Kathleen A. Marchione (born June 13, 1955) is an American politician from the state of New York. A Republican, she served as Town Clerk and Town Supervisor in the Town of Halfmoon, New York before becoming Saratoga County Clerk. She served in that role from 1997 through 2012. In 2012, Marchione was elected to the New York State Senate in District 43; she held that position from 2013 until 2018, when she declined to seek re-election. She is notable for having unseated State Senator Roy McDonald, a fellow Republican, following his 2011 vote to legalize same-sex marriage in New York.

==Life and political career==
Marchione first entered public service at the age of 25, serving as Town Clerk in her hometown of Halfmoon. She subsequently served as Halfmoon Town Supervisor, and later as clerk of the Saratoga County Board of Supervisors. In 1997, she won a special election to be the Saratoga County Clerk following the resignation of Rosemarie Corbett. She was subsequently elected to a full term in 1998, and won re-election every four years thereafter until her election to the State Senate. Marchione served as Saratoga County Clerk from 1997 to 2012. In 2007, she was chosen as the President of the New York State Association of County Clerks.

In 2009, Marchione led a group of New York county clerks to oppose a plan to require the replacement of new license plates beginning in 2010. In her leadership role with the NYSACC, she spoke out against Gov. Eliot Spitzer's 2007 plan to allow undocumented immigrants to obtain driver's licenses; Spitzer withdrew the proposal under heavy pressure from multiple sources.

Marchione is married to Frank Marchione and lives in Halfmoon, New York. She has two children and one stepchild. She is the daughter of Hall of Fame modified stock car driver Pete Corey.

===New York State Senate===
====2012 election====
On April 4, 2012, Marchione announced that she would challenge Sen. Roy McDonald in a Republican primary in Senate District 43. Sen. McDonald had voted for the Marriage Equality Act in 2011 after having voted "no" on same-sex marriage legislation in 2009. Marchione criticized McDonald for his same-sex marriage vote and accused him of lacking a consistent conservative voting record. She faced resistance to her primary challenge from the establishment within her own party.

The Marchione-McDonald primary was variously described as "one of three localized referend[a] on New York's 2011 same-sex marriage law" and as "divisive", "bitter," and "nasty". Initially, the results of the race were too close to call. Marchione declared victory on September 25, 2012, while Sen. McDonald's campaign announced that the senator was considering his options. Later that week, Gov. Andrew Cuomo, a Democrat, weighed in on the race by announcing his support for Sen. McDonald to continue his re-election bid on a third party line. The Troy Record reported that McDonald spent five times what Marchione did during the Republican primary contest.
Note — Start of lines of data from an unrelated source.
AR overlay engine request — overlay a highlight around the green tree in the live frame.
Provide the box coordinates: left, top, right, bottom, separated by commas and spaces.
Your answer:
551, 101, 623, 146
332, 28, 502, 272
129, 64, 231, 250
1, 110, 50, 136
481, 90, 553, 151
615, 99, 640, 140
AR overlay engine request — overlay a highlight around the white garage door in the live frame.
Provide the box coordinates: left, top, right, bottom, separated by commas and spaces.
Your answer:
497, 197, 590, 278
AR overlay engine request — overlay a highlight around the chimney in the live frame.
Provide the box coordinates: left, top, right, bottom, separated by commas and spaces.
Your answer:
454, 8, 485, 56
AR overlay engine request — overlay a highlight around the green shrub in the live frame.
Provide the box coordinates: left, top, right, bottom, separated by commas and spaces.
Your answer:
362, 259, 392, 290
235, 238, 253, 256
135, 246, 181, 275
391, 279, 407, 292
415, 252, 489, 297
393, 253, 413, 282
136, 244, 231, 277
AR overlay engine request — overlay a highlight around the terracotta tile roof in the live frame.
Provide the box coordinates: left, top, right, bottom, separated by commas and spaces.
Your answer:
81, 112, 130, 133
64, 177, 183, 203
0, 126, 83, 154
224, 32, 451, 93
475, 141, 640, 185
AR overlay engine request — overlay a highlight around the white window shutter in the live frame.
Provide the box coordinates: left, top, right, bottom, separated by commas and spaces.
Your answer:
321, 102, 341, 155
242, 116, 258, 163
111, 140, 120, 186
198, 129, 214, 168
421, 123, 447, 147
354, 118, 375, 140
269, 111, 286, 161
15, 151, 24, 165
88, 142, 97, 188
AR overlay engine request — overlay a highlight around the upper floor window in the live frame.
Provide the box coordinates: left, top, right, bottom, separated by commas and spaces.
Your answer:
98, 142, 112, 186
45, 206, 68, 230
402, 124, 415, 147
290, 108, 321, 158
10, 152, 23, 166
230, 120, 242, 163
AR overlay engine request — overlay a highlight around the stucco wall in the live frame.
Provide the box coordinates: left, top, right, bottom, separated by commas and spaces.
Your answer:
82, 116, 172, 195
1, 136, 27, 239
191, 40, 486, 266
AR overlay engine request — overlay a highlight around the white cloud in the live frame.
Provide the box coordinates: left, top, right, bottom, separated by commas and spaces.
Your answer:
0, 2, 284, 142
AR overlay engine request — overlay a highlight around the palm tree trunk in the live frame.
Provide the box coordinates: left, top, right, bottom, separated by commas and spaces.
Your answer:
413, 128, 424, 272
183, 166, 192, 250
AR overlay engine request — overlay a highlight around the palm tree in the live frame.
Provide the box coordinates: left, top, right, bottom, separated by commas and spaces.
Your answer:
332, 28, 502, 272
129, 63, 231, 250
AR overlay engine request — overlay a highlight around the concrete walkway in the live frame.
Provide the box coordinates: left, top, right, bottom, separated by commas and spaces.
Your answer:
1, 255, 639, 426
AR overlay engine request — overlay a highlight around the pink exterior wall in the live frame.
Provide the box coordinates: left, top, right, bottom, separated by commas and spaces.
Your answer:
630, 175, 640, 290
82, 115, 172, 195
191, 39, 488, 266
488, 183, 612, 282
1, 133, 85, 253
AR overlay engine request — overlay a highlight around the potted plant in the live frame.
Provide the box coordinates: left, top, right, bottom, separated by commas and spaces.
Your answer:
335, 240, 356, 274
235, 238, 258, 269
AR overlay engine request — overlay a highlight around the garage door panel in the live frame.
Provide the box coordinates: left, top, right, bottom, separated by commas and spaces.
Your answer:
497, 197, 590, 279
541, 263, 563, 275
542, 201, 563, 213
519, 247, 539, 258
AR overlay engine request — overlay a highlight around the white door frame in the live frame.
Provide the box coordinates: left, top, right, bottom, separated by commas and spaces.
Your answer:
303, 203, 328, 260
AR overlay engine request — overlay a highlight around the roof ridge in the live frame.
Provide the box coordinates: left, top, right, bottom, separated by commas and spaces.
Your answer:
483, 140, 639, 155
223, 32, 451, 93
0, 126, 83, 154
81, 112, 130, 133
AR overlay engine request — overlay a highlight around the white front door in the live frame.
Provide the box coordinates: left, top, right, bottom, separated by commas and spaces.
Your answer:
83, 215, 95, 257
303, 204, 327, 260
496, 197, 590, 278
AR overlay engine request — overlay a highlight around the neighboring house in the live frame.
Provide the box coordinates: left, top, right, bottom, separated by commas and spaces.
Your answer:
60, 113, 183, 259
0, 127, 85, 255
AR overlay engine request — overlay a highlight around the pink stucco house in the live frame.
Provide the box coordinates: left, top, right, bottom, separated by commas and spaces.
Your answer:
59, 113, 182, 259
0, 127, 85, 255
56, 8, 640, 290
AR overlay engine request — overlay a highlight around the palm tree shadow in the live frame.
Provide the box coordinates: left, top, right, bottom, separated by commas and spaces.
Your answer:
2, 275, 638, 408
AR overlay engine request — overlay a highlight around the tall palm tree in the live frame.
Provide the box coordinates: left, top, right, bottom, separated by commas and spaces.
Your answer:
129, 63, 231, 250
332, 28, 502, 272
Ultimately, Marchione defeated McDonald by 99 votes in the 2012 Republican primary; a total of 14,579 votes were cast. Sen. McDonald opted to cease his campaign and throw his support to Marchione. The Albany Times Union called the Marchione-McDonald primary contest "a reminder that a solid portion of the Republican base remains uncomfortable with same-sex marriage, and that grass-roots insurgents are at least an even match for the party's establishment candidates." Marchione won the November general election, defeating Democrat Robin Andrews and McDonald (who received 20,929 votes on the Independence Party line despite having suspended his campaign).

====Senate tenure====
Marchione began her tenure in the Senate on January 1, 2013. She was re-elected to the Senate in 2014 and 2016. In 2018, the Times Union described her as "an outspoken opponent of gun control legislation, a critic of business regulations, a voice for conservatism and an advocate for the region’s horse racing and tourism industries".

In April 2018, Marchione announced that she would not seek re-election to the Senate. She was succeeded by her legislative director, Daphne Jordan.